The project includes a comprehensive Makefile to simplify common tasks:

### Poetry Commands
- `make install` - Install project dependencies using Poetry
- `make update` - Update project dependencies
- `make lock` - Generate Poetry lock file

### API Commands
- `make server` - Start FastAPI development server (runs on http://127.0.0.1:8000)

### Ollama Commands
- `make serve` - Start Ollama server with models directory (runs on port 11434)
- `make model` - Create Ollama model from Modelfile
- `make run` - Run the Ollama model in interactive terminal mode
- `make delete` - Delete the Ollama model
- `make stop` - Stop the Ollama server running in the background

### Docker Commands
- `make docker-build` - Build Docker image
- `make docker-run` - Run Docker container
- `make docker-compose` - Start with docker-compose

### Development Commands
- `make everything` - One-command setup that:
- Checks for required prerequisites
- Installs dependencies
- Starts the Ollama server
- Creates the model (takes 10-20 minutes, uses ~5GB)
- Provides clear instructions for next steps

## Resource Considerations

When running Ollama models locally, be mindful of:

> [!CAUTION]
> Large language models can be resource-intensive. Monitor your system's performance and adjust parameters as needed.
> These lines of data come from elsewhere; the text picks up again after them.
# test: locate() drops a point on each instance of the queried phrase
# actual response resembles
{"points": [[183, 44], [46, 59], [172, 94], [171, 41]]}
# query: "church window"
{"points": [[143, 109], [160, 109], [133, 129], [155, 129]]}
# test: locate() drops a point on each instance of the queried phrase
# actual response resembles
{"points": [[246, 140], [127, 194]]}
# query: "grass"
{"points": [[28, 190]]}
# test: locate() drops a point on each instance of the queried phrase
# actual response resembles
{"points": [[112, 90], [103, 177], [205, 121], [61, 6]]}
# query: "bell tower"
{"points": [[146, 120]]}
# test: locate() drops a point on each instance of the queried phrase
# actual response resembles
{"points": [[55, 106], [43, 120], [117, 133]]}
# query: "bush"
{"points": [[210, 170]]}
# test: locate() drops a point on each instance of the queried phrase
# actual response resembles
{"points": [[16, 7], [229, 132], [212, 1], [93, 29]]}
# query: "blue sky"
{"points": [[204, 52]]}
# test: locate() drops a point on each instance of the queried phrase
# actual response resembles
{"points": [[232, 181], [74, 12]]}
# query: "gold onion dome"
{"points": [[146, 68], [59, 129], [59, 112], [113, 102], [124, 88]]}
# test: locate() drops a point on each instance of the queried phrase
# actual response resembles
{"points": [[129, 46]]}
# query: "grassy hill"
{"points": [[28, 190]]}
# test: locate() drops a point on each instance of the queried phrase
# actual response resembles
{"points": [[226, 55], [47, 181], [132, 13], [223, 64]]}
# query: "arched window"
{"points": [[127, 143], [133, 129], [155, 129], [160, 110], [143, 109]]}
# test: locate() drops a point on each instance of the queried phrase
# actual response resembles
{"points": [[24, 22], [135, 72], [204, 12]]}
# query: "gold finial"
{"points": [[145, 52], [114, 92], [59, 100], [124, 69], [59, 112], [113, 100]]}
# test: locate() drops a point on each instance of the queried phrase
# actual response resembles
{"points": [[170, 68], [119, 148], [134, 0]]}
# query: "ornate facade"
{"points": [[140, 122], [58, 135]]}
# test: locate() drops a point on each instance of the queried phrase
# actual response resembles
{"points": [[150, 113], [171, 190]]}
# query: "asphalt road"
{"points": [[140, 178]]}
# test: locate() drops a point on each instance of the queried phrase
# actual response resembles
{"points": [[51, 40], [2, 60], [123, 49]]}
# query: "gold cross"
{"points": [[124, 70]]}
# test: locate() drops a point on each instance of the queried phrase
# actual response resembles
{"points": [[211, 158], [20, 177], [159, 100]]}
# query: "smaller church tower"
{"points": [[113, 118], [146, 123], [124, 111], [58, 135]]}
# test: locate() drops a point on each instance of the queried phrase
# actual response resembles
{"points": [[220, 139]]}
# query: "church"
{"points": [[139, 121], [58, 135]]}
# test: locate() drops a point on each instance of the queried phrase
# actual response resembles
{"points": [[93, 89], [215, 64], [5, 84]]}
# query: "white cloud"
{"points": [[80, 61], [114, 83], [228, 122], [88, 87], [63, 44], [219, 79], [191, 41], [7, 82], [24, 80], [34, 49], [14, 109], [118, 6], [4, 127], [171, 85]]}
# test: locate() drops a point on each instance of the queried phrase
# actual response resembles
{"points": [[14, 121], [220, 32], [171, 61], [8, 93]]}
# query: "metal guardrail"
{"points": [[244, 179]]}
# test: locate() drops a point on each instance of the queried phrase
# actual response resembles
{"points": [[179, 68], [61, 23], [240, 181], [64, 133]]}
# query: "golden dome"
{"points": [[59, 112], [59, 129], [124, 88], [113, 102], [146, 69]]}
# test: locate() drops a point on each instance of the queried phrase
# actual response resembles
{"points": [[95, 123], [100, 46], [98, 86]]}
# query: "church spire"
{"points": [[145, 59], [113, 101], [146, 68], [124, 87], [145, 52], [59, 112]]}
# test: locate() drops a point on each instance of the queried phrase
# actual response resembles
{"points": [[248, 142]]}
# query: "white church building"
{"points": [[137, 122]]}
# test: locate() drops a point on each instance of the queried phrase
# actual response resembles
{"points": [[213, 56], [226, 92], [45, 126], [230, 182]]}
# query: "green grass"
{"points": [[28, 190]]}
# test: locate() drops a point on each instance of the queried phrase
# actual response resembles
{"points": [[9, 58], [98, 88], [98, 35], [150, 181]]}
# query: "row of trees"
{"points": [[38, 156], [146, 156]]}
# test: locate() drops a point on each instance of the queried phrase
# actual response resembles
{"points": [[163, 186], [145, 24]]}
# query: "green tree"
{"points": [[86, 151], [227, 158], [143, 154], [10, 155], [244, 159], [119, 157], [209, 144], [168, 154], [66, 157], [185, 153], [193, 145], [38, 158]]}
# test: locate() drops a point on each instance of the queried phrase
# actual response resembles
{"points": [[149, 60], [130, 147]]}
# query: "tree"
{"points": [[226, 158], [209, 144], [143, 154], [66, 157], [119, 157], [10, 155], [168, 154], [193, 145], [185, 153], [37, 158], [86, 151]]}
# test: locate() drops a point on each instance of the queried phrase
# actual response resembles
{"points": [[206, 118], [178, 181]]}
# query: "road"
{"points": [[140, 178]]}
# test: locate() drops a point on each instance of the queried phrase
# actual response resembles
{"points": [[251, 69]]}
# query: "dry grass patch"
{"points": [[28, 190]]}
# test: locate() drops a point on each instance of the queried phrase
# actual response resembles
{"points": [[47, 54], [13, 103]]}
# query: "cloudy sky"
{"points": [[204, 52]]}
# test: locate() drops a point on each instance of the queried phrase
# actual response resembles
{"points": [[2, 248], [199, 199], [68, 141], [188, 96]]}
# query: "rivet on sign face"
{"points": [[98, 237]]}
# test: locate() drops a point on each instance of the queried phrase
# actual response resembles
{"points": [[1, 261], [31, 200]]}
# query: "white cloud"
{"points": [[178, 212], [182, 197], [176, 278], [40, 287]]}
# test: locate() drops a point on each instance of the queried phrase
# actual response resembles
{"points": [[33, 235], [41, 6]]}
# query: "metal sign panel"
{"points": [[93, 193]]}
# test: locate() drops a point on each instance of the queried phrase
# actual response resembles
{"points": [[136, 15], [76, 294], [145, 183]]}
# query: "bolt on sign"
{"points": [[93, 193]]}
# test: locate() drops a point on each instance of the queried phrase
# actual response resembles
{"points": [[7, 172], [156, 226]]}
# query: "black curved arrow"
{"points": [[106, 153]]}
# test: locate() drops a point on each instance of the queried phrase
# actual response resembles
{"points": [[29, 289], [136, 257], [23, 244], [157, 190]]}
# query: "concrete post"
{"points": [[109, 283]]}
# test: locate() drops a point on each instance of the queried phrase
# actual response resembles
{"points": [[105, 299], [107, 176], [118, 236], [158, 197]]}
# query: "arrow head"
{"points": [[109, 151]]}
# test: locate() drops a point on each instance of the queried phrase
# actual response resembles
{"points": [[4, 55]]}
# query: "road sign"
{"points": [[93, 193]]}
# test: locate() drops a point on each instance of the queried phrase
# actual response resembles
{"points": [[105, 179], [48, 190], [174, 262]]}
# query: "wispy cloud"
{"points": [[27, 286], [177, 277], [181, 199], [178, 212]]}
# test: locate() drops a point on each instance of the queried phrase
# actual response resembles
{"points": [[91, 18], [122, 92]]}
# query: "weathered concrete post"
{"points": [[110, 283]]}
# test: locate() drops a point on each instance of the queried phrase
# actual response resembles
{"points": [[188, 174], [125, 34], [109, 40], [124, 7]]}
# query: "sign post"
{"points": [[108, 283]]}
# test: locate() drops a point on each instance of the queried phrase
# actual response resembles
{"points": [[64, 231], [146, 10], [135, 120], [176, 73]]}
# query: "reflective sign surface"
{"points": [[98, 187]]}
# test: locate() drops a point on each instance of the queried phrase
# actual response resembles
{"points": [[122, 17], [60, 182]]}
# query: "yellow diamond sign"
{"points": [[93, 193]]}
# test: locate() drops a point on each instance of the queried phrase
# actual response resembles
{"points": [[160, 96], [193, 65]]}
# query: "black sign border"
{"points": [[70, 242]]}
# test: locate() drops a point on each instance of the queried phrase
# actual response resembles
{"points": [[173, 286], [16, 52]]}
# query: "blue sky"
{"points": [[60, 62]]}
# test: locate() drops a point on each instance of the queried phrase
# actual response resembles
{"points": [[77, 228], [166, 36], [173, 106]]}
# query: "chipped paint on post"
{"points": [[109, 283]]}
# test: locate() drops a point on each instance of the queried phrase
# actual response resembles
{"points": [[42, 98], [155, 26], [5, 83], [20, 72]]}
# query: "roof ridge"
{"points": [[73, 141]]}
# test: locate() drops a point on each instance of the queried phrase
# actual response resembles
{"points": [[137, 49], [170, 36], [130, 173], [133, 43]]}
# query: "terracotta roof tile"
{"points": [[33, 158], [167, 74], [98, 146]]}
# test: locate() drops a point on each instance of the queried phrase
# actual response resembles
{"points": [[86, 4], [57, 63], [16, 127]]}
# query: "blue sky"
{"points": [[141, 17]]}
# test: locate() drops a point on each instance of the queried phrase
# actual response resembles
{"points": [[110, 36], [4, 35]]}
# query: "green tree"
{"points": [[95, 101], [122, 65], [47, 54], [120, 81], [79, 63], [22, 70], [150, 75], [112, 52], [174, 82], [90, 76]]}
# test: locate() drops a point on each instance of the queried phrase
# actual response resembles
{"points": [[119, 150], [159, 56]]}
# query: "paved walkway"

- **Context Window Size**: The default is set to 6114 tokens, which should work on most modern machines. Larger context windows (up to 32768) require significantly more RAM and may cause performance issues.
- **Thread Count**: Set to 4 by default, adjust based on your CPU capabilities.
- **Temperature**: Set to 0.33 for more deterministic responses. Increase for more creative outputs.

## Improvements

Potential areas for enhancement:

1. **Structured Output Mode**: Add configuration flag to enable JSON-formatted responses for programmatic consumption
2. **Adaptive Resource Management**: Implement automatic resource detection and optimization when running locally to balance performance and system load
3. **Streaming API Responses**: Enhance the FastAPI `/chat` endpoint with SSE or WebSocket support for real-time streaming responses
4. **Multi-agent Orchestration**: Enable running multiple model instances in parallel to generate, refine, and select optimal responses
5. **Contextual Memory**: Implement persistent chat history that feeds back into the model context for improved conversation coherence
6. **System Integration Capabilities**: Explore secure frameworks for allowing the agent to execute commands, create or modify files based on structured output prompts
7. **Lightweight Web Interface**: Develop a minimal browser-based UI with WebSocket support for direct interactions and streaming responses
8. **User Authentication**: Add multi-user support with personal data isolation
9. **Vector Database Integration**: Implement retrieval-augmented generation for improved factual responses
10. **Extensible Plugin System**: Create a modular architecture that allows for community-developed extensions
11. **Multi-modal Input Processing**: Add support for processing images and other non-text inputs
12. **Comprehensive Observability**: Enhance logging, monitoring, and performance tracking
13. **Fine-tuning Toolkit**: Provide utilities for customizing the base model with domain-specific knowledge
14. **Agent Automation Framework**: Expand capabilities to allow for scheduled or event-triggered autonomous actions

> [!NOTE]
> Feel free to submit pull requests for any of these improvements or suggest new features!